The next morning, he entered our bedroom,
through the toilet window, as is his habit. That awful muffled meow, now with a double belled salute, trumpeted in
his first kill of the day.
What a waste of $14.50, I thought and listened
to sharp incisors crushing delicate bone. It was too late to save it, so I put
the pillow over my head and waited for the alarm. The lady at the vets said
people had been rushing in and buying extra bells, were they also trying to
stem Mr Morgans fury? Save life with cats as we know it? Or save their white
shag pile carpets? Perhaps I needed three bells. Or four? Were the birds around my property deaf
or plain dumb? I got up, picked speckled
wings off the carpet and filled the cat bowl with Purina One.
By 10 am Burnie had toasted another sparrow. This
was followed by a field mouse, (they’re most fun to play with). Then a waxeye
at noon.
The stupid collar had done nothing but instigate
a massacre. Its happy jingle had drawn the defenseless birds to him. He’d
become a feline pied piper.
He disappeared for the rest of the day. Repleat.
Naturally, I worried he’d snagged his brand new
collar on a branch, struggled to free himself and twisted his collar tighter
and tighter around his neck and inadvertently hung himself. Mortal moggie terror welled within.
At 5pm, casual as, Burnt Toast strode into the
courtyard calling that mocking, come-and-see-what-I’ve-killed call, I’m sick to
death hearing. Not another one? He
dropped a sparrow onto the grass and washed his paws. His bells rattled. He was
too hot and bothered to eat. I was too hot and bothered to start cooking the
kid’s dinner and save the birds. Bag tally: 4.
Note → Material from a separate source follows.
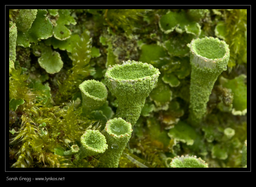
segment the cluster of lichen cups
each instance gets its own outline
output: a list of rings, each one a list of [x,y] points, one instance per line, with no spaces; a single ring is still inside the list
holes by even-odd
[[[74,145],[64,152],[74,154],[74,163],[85,157],[102,154],[99,167],[117,167],[119,159],[131,136],[132,129],[140,115],[146,98],[154,87],[160,72],[151,65],[128,60],[110,67],[105,76],[106,84],[116,97],[118,106],[116,117],[108,121],[104,130],[88,130],[81,137],[79,148]],[[86,112],[105,103],[107,90],[102,83],[86,80],[79,86]]]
I wanted to contact Mr Morgan. Wouldn’t it be
more humane (fel-ane mm not a word) to do some R & D, to create a
run-away-quick-little-birdie bored cat about to claw you in the neck then eat
you alive device? It could be added to
the microchip Mr Morgan wants inserted in every cat. Responsible owners and all
that.
Instead of jumping in boots and all and dealing
up payback for the lost birds by eradicating the entire cat population of NZ. I
know, I know, Mr Morgan actually wants to neuter every domestic and feral tom
cat so our feline population gradually dies off. Completely.
I’m caught in the middle. I LOVE the company of
cats. I also love our native birds and skinks and geckos. If there is such a
thing as cat shame? I have it. But what
to do. I can’t kill my cat. The kids would be bereft. He sleeps on their bed at
night, when he’s not eating fresh kill under mine.
I’m happy to say by 11.45pm the following day,
collar was still intact and no birds had been consumed. Perhaps it’s all down
to education.
(please note: this cat has constant access to catbix. Birds are most active one hour before sunrise and one hour after sunset).